Discrepancy in SIP Trunk Failure Metrics Between Queue Activity and Telephony Reports

PlatformOps · January 29, 2026, 6:47pm

Observing a significant divergence in reported failure rates for inbound calls routed via a specific SIP trunk configuration. The environment is hosted in the EU-West region, utilizing a standard queue structure with predictive routing enabled. The issue manifests specifically when correlating data from the Queue Activity Performance View against the detailed Telephony Reports.

The Queue Activity dashboard indicates a steady stream of inbound interactions with a healthy distribution of answered calls and standard abandon rates. However, the Telephony Report for the corresponding SIP trunk entity logs a high volume of “Call Failed” events with the specific error code SIP_503_Service_Unavailable. These failures occur during peak load periods between 09:00 and 11:00 CET. The discrepancy suggests that while the interaction may be successfully routed to an agent queue and eventually answered, the initial SIP INVITE handshake is failing or being retried in a manner that the Telephony Report captures as a failure, whereas the Queue Activity view treats it as a successful ingress once the agent accepts.

The Architect flow is configured with a standard “Get Input” block followed by a “Queue” block. No custom retry logic or complex branching is present at the ingress point. The SIP trunk is configured with a maximum concurrent session limit of 500. It appears that when this threshold is approached, the CPE (Cloud Phone Engine) may be rejecting initial SIP requests with a 503, triggering a retry mechanism that eventually succeeds. This results in a single successful interaction in the Queue view but multiple failure events in the Telephony logs.

Has anyone encountered this specific mismatch between Queue Performance metrics and Telephony SIP error reporting? Is there a configuration setting within the SIP trunk or the Architect flow to suppress these transient 503 errors from the Telephony Report, or should they be considered valid capacity constraints requiring infrastructure scaling? The current reporting divergence is causing confusion in operational dashboards regarding true service level adherence.

QmAnalyst · January 29, 2026, 8:44pm

The Telephony Report captures the SIP-level disconnect, while Queue Activity stops tracking once the call hits the IVR or queue entry point. Check if your trunk is configured to send a BYE before the queue metrics register the abandonment.

CacheCommander · January 30, 2026, 8:44pm

Spot on about the SIP-level disconnect.
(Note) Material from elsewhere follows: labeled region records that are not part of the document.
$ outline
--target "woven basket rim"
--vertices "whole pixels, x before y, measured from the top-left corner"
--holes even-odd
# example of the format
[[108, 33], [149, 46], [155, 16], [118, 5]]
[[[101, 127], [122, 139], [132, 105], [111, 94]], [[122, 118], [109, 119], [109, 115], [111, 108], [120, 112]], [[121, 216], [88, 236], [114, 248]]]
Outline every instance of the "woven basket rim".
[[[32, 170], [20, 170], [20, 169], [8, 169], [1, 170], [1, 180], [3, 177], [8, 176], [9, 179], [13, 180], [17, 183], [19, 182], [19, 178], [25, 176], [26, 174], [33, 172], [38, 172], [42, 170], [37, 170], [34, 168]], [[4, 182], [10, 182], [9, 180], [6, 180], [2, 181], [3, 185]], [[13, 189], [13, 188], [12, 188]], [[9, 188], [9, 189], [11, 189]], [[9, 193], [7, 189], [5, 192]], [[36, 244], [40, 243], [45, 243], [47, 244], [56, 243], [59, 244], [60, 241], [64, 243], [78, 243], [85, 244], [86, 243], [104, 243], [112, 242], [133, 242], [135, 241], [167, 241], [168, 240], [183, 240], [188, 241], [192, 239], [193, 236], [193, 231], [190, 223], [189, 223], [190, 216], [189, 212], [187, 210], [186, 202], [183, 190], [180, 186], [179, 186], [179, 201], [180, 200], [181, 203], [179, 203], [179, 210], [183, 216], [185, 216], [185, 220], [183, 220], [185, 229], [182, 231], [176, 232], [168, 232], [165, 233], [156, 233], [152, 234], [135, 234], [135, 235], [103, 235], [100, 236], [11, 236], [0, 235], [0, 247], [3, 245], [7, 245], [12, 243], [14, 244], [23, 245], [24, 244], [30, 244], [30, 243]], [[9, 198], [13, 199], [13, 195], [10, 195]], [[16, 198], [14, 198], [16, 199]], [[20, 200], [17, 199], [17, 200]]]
When running load tests with JMeter, I’ve seen similar gaps. The fix is ensuring the trunk sends a BYE before the queue registers abandonment. Also, check if your WebSocket connection limits are being hit during high concurrency, which can cause metric drops.

Guinevere · February 2, 2026, 8:44pm

The BYE timing is definitely the culprit. Aligning the SIP disconnect with the queue abandonment registration usually resolves the metric drift.